I'll try to tell you what came of it.
This article will describe how I tried to create an algorithm that could determine on which instrument the melody was played.
So let's go
Our raw data:
- 550 entries of 5 minutes for 10 instruments - 55 entries per instrument.
- Musical instruments: piano, cello, dombra, flute, pipe, guitar, accordion, clarinet, viola, violin.
- 9 signs of a musical sound signal.
What do we want in the end?
In the end, I want to get some values of attributes that would help classify musical signals and form the basis of the classification algorithm.
How are we going to do
The strategy will be as follows:
- Input preparation
- Cluster analysis
- Reducing the dimension of the input data
- Analysis by Classification Trees
Actually, that's about this, and it goes on.
')
Input preparation
At this stage, we use various methods (Fourier analysis and others) to obtain values for our 9 characteristics.
Cluster analysis
We use the method of hierarchical classification. The result of clustering by this method is shown in the figure below (clusters are marked with red circles).

In this case, we can observe 10 clusters about which we are known a priori, thus, we still have the possibility of classification according to the existing set of input data.
Reducing the dimension of the input data
The input data set at our disposal has a rather large dimension, and therefore it is not very convenient to work with it. We make an attempt to reduce the dimension of the input data, that is, to solve the problem of data reduction.
To do this, we will first use Factor analysis, as a coarser tool, and then apply the Multidimensional Scaling method to the results of Factor analysis.
We will conduct factor analysis. Since we do not know obviously how many factors will be allocated, we will spend for 9 factors. Own values are presented in the table below:
Eigenvalues Selection: Main Components
Sob. characters % total dispersion Cumulative. own value Cumulative. %
1 3,640494 40,44993 3,640494 40,4499
2 1.875795 20.84217 5.516289 61.2921
3 1,028626 11,42918 6,544915 72,7213
4 0.869353 9.65948 7.414268 82.3808
5 0.636831 7.07590 8.051100 89.4567
6 0.410692 4.56325 8.461792 94,0199
7 0.261768 2.90854 8.723560 96.9284
8 0.204545 2.27272 8.928105 99.2012
9 0.071895 0.79883 9.0000 100.0000
As we can see from this table, the total share of the explained variance does not exceed 80%, hence we can conclude that the data are non-linear, that is, the data are approximated by a non-linear model. The number of factors can be judged by the scree chart:

According to the schedule of scree, we see that there are 3 factors.
Analysis using the multidimensional scaling method did not improve the situation with data reduction. The fact that the multidimensional scaling did not produce results is indicated by the Shepard diagram, which for a successful analysis should be a direct one.

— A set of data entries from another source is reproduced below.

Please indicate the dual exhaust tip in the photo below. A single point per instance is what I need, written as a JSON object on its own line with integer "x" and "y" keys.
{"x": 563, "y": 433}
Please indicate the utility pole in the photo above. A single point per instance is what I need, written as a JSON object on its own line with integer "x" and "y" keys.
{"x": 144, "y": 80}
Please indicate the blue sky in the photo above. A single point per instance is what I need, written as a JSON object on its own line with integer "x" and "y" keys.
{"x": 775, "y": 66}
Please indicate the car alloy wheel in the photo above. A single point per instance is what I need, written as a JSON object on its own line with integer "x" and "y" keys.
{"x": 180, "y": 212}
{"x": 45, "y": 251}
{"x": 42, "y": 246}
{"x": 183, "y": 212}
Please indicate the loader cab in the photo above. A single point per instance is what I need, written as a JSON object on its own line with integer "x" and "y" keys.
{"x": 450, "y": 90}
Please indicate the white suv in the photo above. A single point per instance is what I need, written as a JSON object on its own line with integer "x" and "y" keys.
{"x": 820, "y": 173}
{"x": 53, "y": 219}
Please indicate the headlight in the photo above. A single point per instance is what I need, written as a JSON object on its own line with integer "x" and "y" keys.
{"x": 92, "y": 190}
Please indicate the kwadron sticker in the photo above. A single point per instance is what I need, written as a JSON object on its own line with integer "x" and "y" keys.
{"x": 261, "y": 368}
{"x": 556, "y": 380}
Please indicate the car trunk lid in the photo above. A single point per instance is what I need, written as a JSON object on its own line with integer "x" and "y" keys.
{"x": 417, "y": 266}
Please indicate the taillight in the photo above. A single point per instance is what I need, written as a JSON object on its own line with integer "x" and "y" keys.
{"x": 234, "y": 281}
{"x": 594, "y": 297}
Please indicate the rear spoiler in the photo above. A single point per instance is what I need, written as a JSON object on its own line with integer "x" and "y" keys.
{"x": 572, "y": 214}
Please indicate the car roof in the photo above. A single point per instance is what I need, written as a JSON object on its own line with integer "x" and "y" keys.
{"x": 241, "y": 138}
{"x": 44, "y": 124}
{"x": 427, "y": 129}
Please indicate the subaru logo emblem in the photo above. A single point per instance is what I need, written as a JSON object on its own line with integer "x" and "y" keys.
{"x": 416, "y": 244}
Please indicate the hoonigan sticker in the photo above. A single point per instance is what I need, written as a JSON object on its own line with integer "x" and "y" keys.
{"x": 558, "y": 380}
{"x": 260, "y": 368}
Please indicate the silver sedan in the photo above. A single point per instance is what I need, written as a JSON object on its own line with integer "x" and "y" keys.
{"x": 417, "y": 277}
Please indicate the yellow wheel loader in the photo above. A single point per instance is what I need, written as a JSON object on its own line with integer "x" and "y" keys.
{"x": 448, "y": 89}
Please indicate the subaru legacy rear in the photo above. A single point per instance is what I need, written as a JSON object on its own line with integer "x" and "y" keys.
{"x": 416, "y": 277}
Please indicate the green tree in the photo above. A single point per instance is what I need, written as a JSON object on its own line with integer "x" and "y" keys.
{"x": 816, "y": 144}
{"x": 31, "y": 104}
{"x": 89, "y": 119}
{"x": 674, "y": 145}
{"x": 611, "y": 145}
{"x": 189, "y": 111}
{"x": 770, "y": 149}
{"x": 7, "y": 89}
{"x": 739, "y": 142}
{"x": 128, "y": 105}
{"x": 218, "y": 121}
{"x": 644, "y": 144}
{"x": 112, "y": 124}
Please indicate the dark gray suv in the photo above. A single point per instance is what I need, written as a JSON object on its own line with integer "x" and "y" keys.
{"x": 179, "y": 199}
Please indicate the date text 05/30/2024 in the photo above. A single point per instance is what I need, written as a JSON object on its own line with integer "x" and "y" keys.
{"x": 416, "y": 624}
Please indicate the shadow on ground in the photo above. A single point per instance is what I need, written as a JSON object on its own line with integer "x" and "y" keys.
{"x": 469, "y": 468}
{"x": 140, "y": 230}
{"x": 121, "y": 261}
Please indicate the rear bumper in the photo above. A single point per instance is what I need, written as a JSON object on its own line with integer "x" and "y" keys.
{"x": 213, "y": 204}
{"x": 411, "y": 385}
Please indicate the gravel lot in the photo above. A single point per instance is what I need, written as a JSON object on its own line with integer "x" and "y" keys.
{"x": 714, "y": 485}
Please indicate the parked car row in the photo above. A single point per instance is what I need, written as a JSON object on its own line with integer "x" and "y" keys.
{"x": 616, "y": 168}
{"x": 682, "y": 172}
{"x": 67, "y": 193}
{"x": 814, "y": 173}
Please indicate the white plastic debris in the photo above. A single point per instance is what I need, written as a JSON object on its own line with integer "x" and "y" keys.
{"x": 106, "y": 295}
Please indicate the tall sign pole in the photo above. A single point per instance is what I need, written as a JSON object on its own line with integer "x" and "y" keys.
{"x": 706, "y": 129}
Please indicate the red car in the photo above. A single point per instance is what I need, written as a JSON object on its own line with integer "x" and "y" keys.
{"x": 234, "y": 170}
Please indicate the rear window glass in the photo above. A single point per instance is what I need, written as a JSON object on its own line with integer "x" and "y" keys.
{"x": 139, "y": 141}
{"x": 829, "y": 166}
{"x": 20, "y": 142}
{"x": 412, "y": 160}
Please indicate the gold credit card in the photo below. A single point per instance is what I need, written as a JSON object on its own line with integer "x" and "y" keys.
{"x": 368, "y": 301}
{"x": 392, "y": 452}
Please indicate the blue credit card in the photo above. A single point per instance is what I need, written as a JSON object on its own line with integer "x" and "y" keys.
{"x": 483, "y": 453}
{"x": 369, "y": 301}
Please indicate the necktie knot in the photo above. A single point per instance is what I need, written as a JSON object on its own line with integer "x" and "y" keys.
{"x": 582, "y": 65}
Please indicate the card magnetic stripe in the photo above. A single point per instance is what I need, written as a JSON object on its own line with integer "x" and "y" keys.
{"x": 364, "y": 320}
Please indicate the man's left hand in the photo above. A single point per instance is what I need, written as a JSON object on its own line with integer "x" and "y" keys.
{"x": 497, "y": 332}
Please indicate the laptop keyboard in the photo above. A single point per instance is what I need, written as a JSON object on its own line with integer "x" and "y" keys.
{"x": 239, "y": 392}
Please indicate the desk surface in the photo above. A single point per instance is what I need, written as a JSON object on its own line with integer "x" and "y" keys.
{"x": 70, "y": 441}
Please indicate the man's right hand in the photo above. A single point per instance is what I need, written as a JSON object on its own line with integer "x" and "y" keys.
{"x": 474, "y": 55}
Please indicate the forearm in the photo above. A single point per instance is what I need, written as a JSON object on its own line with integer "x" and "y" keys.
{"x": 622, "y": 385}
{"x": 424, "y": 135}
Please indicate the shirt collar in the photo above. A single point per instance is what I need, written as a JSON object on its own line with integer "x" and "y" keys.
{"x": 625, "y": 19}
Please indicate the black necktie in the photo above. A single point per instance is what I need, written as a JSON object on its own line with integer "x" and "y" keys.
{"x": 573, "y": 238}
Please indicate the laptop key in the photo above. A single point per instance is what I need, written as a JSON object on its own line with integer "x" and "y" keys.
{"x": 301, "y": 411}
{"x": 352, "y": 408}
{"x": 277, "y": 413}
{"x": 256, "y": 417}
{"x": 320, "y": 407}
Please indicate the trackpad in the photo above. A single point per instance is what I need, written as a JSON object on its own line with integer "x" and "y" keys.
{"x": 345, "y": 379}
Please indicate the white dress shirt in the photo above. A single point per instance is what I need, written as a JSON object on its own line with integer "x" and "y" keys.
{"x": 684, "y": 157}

Analysis by Classification Trees
Considering that we know a priori about the existence of 10 clusters in the source data, and also that we have some evidence of their existence (that is, it is possible to classify according to the existing set of characteristics): the result of clustering according to the Hierarchical Classification method, as well as the findings of the preliminary study of input data - it was decided to apply a very "thin" tool - Classification Trees. It was also decided to apply the one-dimensional branch by the CART method, as the most accurate method for classification problems.
The algorithm built the following classification tree:

Let's make the description of the received results. As we can see, the classification tree is constructed correctly: we do not have repetitions at the terminal vertices, so a clear division into classes took place based on the values of the characteristics of the audio signal presented in the input data.
Conclusion
All experiments were carried out with the help of fellow musicians and the mathematical package Statistica.
As a result, the values of the signs of the audio signal were obtained, thanks to which I can recognize on which musical instrument the melody was played.
The algorithm works so far for melodies that are played on one musical instrument, but in the plans there are also multi-instrumental melodies.